= Sakharam Binder =

Play written by Vijay Tendulkar

Sakharam Binder (Sakharam, the Binder) is a play by Indian playwright Vijay Tendulkar written in Marathi and first performed in 1972. It was banned in India in 1974. It was produced and directed by Kamlakar Sarang.

==Synopsis==
Sakharam Binder, the protagonist, thinks that he has the system by the tail and that he can disregard the culture and societal values as long as he is truthful. That system is the de facto enslavement of women in postcolonial India, despite the promises of democracy and modernity. Sakharam, a bookbinder, picks up other men's discarded women—castoff wives who would otherwise be homeless, destitute or murdered with impunity, and takes them in as domestic servants and sex partners.

He rules his home like a tin-pot tyrant, yet each woman is told that she is free to leave whenever she likes. He will even give her a sari, 50 rupees and a ticket to wherever she wants to go. "Everything good and proper, where Sakharam Binder is concerned," he says. He claims that he is not a husband who forgets common decency. What he does not anticipate are the moral and emotional complications of this arrangement, which prove heartbreakingly ruinous to everyone involved.

Over the decades, the role of Sakharam has been performed by many actors including Nilu Phule, Sayaji Shinde, Rajiv Nema, Sanjiva Sahai and Jitendra Ghete.

==Adaptation and translations==
The play has since been adapted and translated into many Indian languages, including Kannada, Hindi, Bengali and English.

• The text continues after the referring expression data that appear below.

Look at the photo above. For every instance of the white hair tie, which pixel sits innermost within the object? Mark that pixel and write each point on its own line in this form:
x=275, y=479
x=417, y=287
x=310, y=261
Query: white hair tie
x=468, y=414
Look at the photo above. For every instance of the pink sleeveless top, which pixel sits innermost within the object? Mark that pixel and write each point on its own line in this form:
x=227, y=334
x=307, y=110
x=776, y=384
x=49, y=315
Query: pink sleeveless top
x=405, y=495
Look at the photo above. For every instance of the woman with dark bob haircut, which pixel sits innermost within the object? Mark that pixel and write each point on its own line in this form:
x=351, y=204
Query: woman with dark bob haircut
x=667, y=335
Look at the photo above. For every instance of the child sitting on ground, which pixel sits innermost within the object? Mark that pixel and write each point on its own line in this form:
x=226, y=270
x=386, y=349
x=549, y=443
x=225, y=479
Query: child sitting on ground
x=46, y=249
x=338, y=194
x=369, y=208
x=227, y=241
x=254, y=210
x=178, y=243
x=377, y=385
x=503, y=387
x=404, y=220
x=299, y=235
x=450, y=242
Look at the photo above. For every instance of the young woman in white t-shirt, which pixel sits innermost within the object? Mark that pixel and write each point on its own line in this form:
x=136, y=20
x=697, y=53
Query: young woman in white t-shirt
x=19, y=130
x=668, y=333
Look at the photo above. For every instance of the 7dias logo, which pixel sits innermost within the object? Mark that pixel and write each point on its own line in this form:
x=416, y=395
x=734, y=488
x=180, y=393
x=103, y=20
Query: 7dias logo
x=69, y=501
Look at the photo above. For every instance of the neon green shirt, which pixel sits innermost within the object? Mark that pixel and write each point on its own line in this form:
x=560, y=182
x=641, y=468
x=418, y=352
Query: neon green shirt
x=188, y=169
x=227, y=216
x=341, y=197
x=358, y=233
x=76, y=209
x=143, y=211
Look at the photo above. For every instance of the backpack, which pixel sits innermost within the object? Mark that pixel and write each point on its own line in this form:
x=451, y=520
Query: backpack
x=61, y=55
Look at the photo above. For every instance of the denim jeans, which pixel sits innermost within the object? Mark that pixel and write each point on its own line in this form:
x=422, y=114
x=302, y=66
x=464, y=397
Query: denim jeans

It was staged in English at an off-Broadway venue as part of The Play Company's season; the production starred Adam Alexi-Malle, Sarita Choudhury, Anna George, Sanjiv Jhaveri and Bernard White and was directed by Maria Mileaf. It was additionally included as the closing play at the month-long Tendulkar Festival held in New York city in 2004.

The play was adapted into two Marathi films of the same name, first by Arun Hornekar in 1974 and then by Sandesh Kulkarni in 2004.